A livello globale abbiamo notato alcune importanti divergenze sul fronte della politica monetaria. Sebbene nel 2023 sia rimasta restrittiva in oltre l’85% delle economie mondiali, solo la metà di esse ha inasprito la propria politica fiscale, un dato inferiore rispetto al 70% del 2022. Questo fa seguito a un’inversione di tendenza registrata dagli aggregati fiscali nel 2023 (dopo una rapida riduzione dei disavanzi fiscali e dei livelli di debito pubblico nel 2021-22), che ha arrestato i progressi verso la normalizzazione delle politiche.

Quest’anno, il rischio di uno scostamento di bilancio a livello globale è particolarmente elevato, secondo questa analisi di di Gero Jung, Chief Economist di Mirabaud Asset Management, che vi proponiamo oggi.
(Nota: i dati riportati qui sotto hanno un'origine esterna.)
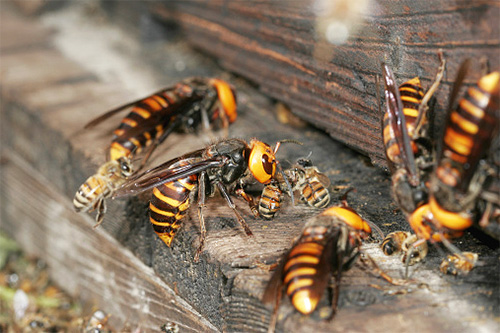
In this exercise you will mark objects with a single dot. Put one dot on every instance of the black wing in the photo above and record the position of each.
(123, 107)
(394, 110)
(168, 172)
Gero Jung, Chief Economist di Mirabaud Asset Management

Il 2024 è un “super anno elettorale”, e questo probabilmente aumenterà ulteriormente la pressione sui bilanci. Infatti, quest’anno si sono tenute o si terranno elezioni in 88 economie o aree economiche – dove si concentra più della metà della popolazione e del PIL mondiali e complessivamente i disavanzi primari si attestano al 4,9% del PIL – anche se si prevede una loro riduzione. Il parametro politico quindi è importante, in quanto l’evidenza empirica mostra una tendenza allo slittamento dei bilanci negli anni elettorali.

Con deficit fiscali superiori ai livelli pre-pandemici e costi di servizio di debt service più elevati, il consolidamento fiscale rimane una priorità per molti Paesi. Negli USA, nessuno dei due candidati finora ha mostrato la volontà di ridurre significativamente l’attuale deficit di bilancio (che rimane astronomicamente alto per un periodo non bellico).

Il debito pubblico di un Paese è considerato sostenibile se il governo è in grado di far fronte a tutti i suoi obblighi di pagamento (attuali e futuri) senza dover ricorrere ad aiuti finanziari eccezionali o senza andare in default. Quando si tratta di valutare le politiche necessarie per stabilizzare il debito, gli analisti valutano se queste sono fattibili e coerenti con il mantenimento del potenziale di crescita o del progresso dello sviluppo. Inoltre, quando i Paesi contraggono prestiti dai mercati finanziari, assumono importanza anche i rischi associati al rifinanziamento.

In generale, un debito eccessivo comporta l’esclusione dalle opportunità di investimento, anche nel settore privato. Dall’altro lato, un debito troppo basso potrebbe significare che non vengono effettuati abbastanza investimenti da parte del governo. 

Secondo il FMI, entro il 2029 il debito pubblico mondiale dovrebbe avvicinarsi al 99% del PIL, trainato da Cina e Stati Uniti. A partire dal 2025, la mancanza di consolidamento fiscale genererà un aumento dei costi di finanziamento globali e, secondo alcune ricerche, entro il 2026 le economie avanzate con livelli di debito superiori al 100% del PIL subiranno un aumento significativo sia dei premi a termine che di quelli sovrani.

Tra le economie avanzate con i più alti indici di indebitamento spicca il Giappone, con un debito lordo attualmente pari a circa il 250% del PIL. Tuttavia, questo numero elevato non fornisce una visione completa dei problemi di sostenibilità del debito, in quanto è necessario esaminare il bilancio pubblico in senso lato. Questo dimostra che a) lo Stato giapponese è ricco di asset e molte delle sue passività sono detenute da istituzioni statali; b) la Banca del Giappone ha acquistato somme massicce di debito pubblico, è un grande detentore di titoli di Stato giapponesi e possiede addirittura più del 5% delle azioni quotate a Tokyo.

Guardando, invece, all’Europa, alcuni governi hanno esteso parte delle misure di sostegno inizialmente lanciate durante la pandemia, come il programma Superbonus in Italia. Sempre in Italia è stato annunciato un piano di stimoli, che comprende costose modifiche alla politica fiscale, tagli ai contributi previdenziali e nuove iniziative di spesa, spesso basate su ipotesi di finanziamento ottimistiche.